Christie’s detectives display deduction, wisdom and intuition, but these are not particularly the factors which provide the key to her success. Crime is always punished, justice prevails -the enemy lurks within, deadly but in the end identifiable- but these elements do not especially help with understanding how the tales are constructed.
What then is the answer? How do master authors like Christie create such gripping mysteries?
The key to developing a successful plot mystery is to write it backwards.
In other words, start earlier than the beginning point of the story which is visible to the reader. The detective or problem-solving character is late on the chain of events: the real drama has taken place, almost always, years before the incidents which we as readers are being permitted to see. There has been an important, even mythic, clash between titans who may not even enter the story that we see; a cataclysmic event, usually a murder, has taken place somewhere far away in time; characters or elements which are greater in magnitude than anything that happens later have encountered each other. Then, time has passed -other, lesser events have occurred. Things have moved on and only now, as the tale begins for us, are certain clues or events manifested. We get only fleeting shadows, glimpses of something greater in the background but well-hidden.
Those fleeting shadows and glimpses of something greater in the background create a rhythmic opposition between what is happening and ‘known’, and what we can barely see or guess at. This mystery is what holds us.
Master authors like Christie then throw in masses of material to obfuscate and mystify the reader, hiding the original titanic events behind a screen of lesser, though seemingly still important, facts. Only the protagonist, a detective or other intuitive wise person -interestingly, often an older man, sometimes possessing a stick- can see through this ‘fog’ to the real incidents underlying everything. We only see the fog until the detective or hero brushes it aside to make everything clear -but these underlying causes have always been there, and must be thoroughly outlined by the master author before the first chapter is even penned.
The story tells how the detective pushes the apparent Irony of the detective story, with its recurring deaths and misery, up into the framework of an Epic, with its underlying world order and providence.
So a master author must work backwards, devising the key events which underlie his or her tale well before the tale itself begins. This gives us another principle: a master author tells a wider story than that beheld by the reader -the canvas is much larger than the tale actually told.
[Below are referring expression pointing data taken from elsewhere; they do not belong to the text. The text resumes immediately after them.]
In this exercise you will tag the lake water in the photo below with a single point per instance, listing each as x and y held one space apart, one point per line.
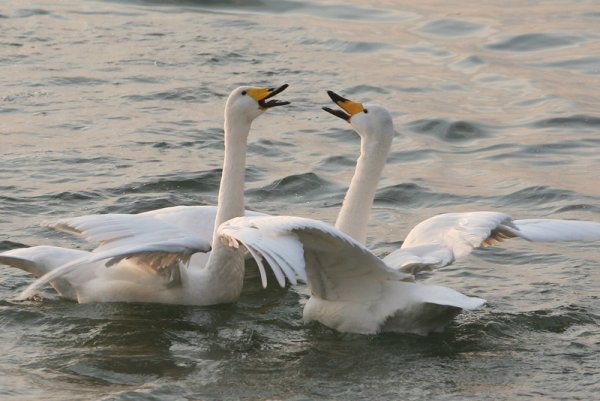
116 106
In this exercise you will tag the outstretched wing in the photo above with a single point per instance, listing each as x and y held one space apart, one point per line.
438 241
335 266
151 242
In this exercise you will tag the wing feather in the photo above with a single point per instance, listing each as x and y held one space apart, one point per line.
438 241
339 266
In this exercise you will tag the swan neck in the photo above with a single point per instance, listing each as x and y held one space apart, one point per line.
230 202
353 218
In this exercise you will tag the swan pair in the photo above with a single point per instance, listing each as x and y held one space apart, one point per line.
352 290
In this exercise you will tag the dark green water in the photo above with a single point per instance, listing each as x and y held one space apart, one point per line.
117 107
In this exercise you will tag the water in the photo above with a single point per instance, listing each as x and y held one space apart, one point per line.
116 106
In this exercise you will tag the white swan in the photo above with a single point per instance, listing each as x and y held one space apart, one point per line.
147 252
352 290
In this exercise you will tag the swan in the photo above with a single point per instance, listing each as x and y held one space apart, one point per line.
354 291
147 252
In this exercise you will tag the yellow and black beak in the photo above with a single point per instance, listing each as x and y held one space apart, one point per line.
262 94
350 108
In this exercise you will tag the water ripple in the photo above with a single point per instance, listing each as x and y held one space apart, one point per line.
536 41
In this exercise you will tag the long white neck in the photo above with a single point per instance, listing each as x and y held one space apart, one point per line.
230 202
353 218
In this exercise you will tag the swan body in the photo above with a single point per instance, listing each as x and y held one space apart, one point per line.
352 290
161 255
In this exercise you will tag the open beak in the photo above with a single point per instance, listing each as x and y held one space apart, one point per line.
349 107
261 95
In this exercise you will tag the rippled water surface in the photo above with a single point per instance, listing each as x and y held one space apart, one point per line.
116 106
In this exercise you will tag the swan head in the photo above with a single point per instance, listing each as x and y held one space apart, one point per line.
248 102
372 122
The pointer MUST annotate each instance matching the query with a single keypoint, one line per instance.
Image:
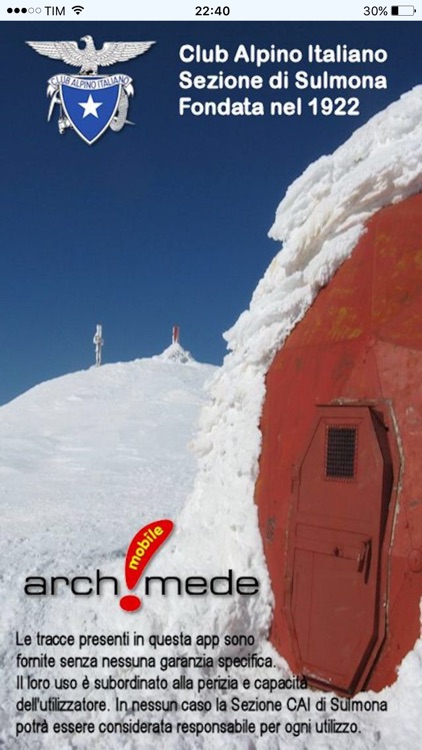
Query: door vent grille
(340, 453)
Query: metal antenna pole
(98, 341)
(175, 336)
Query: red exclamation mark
(143, 546)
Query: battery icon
(403, 10)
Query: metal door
(342, 489)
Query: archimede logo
(88, 103)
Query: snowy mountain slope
(87, 459)
(217, 526)
(76, 448)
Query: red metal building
(339, 490)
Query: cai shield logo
(90, 103)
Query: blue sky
(165, 222)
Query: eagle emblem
(90, 103)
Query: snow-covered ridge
(319, 222)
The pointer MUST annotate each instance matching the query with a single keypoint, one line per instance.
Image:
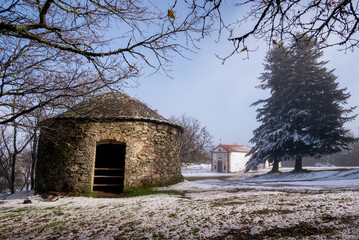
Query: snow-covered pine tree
(278, 71)
(305, 114)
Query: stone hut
(110, 143)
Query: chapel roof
(236, 148)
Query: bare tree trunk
(33, 160)
(13, 162)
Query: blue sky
(219, 96)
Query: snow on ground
(242, 206)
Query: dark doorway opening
(109, 168)
(220, 169)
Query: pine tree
(304, 115)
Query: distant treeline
(344, 158)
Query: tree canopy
(326, 23)
(305, 114)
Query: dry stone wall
(67, 151)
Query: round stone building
(110, 143)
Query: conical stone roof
(113, 106)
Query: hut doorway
(109, 169)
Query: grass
(149, 191)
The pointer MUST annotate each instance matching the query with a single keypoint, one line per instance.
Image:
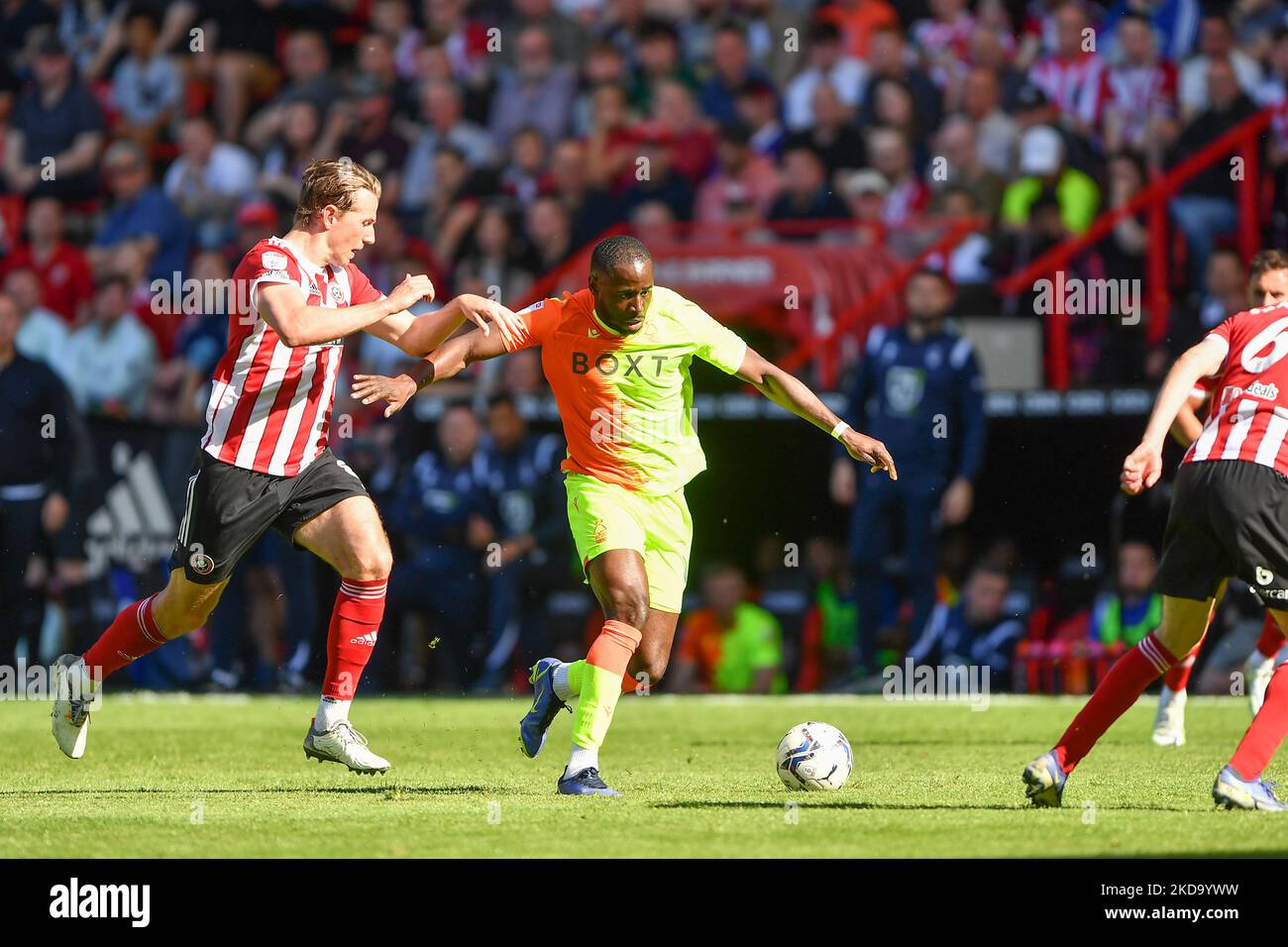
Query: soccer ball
(814, 757)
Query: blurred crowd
(154, 142)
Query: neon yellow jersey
(626, 401)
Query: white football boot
(343, 744)
(1170, 723)
(69, 716)
(1257, 672)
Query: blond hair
(333, 182)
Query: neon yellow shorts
(603, 515)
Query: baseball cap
(1041, 151)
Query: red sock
(132, 634)
(1266, 732)
(1126, 681)
(1271, 638)
(352, 635)
(1179, 677)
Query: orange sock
(613, 648)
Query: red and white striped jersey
(270, 405)
(1138, 93)
(1248, 419)
(1077, 86)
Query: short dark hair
(617, 252)
(1263, 262)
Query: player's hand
(411, 290)
(395, 390)
(481, 311)
(868, 450)
(53, 513)
(1141, 470)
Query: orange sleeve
(536, 324)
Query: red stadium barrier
(1153, 198)
(787, 287)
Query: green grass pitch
(194, 777)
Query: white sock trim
(581, 758)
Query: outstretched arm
(791, 393)
(442, 364)
(420, 335)
(1144, 466)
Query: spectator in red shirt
(65, 281)
(742, 176)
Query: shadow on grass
(890, 806)
(376, 789)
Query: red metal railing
(1151, 198)
(823, 350)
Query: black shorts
(1229, 519)
(227, 510)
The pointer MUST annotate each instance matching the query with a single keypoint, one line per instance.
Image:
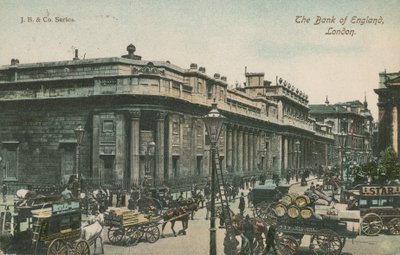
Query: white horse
(92, 231)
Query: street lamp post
(213, 122)
(297, 152)
(342, 143)
(79, 132)
(148, 173)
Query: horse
(181, 214)
(92, 232)
(260, 228)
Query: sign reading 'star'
(380, 190)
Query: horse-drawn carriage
(127, 227)
(296, 216)
(379, 208)
(48, 227)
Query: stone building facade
(126, 103)
(389, 105)
(355, 120)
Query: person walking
(4, 191)
(270, 241)
(250, 198)
(288, 177)
(242, 204)
(248, 232)
(312, 187)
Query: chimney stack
(76, 55)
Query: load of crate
(296, 206)
(124, 217)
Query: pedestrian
(250, 198)
(312, 187)
(4, 191)
(242, 204)
(66, 194)
(270, 241)
(248, 232)
(222, 218)
(288, 177)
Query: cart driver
(66, 194)
(31, 193)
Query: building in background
(352, 118)
(389, 105)
(127, 104)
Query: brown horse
(181, 214)
(259, 226)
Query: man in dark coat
(242, 204)
(248, 232)
(270, 240)
(4, 190)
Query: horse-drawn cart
(127, 227)
(295, 217)
(52, 227)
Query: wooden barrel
(288, 199)
(306, 212)
(302, 201)
(280, 210)
(293, 211)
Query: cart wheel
(82, 248)
(58, 247)
(326, 242)
(265, 211)
(287, 245)
(152, 234)
(371, 224)
(133, 236)
(115, 235)
(394, 226)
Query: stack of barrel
(294, 206)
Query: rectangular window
(199, 167)
(10, 160)
(108, 126)
(175, 166)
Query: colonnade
(246, 150)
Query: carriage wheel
(58, 247)
(265, 211)
(245, 249)
(152, 234)
(133, 236)
(287, 245)
(371, 224)
(82, 248)
(326, 242)
(115, 235)
(394, 226)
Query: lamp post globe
(79, 133)
(213, 122)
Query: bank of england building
(127, 105)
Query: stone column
(134, 147)
(159, 152)
(255, 152)
(251, 154)
(240, 151)
(234, 149)
(229, 165)
(286, 152)
(395, 130)
(245, 151)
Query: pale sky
(223, 36)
It is a tale that might stretch back years, even to the dawn of time (and perhaps before that, as in the Chronicles of Narnia series); it might encompass events and characters we will never see directly. What we get as readers is the small percentage of something, the distilled strands which enthral us with their suggestions of something much bigger. A plot mystery, after all, is just something which the author isn’t choosing to show completely to the reader.
The master author, like an extension of the wise old man archetype, or like the detective herself, must and should always know much more than the reader.
Christie always did. And her success at keeping that knowledge hidden until the very end of each tale is the secret of her success.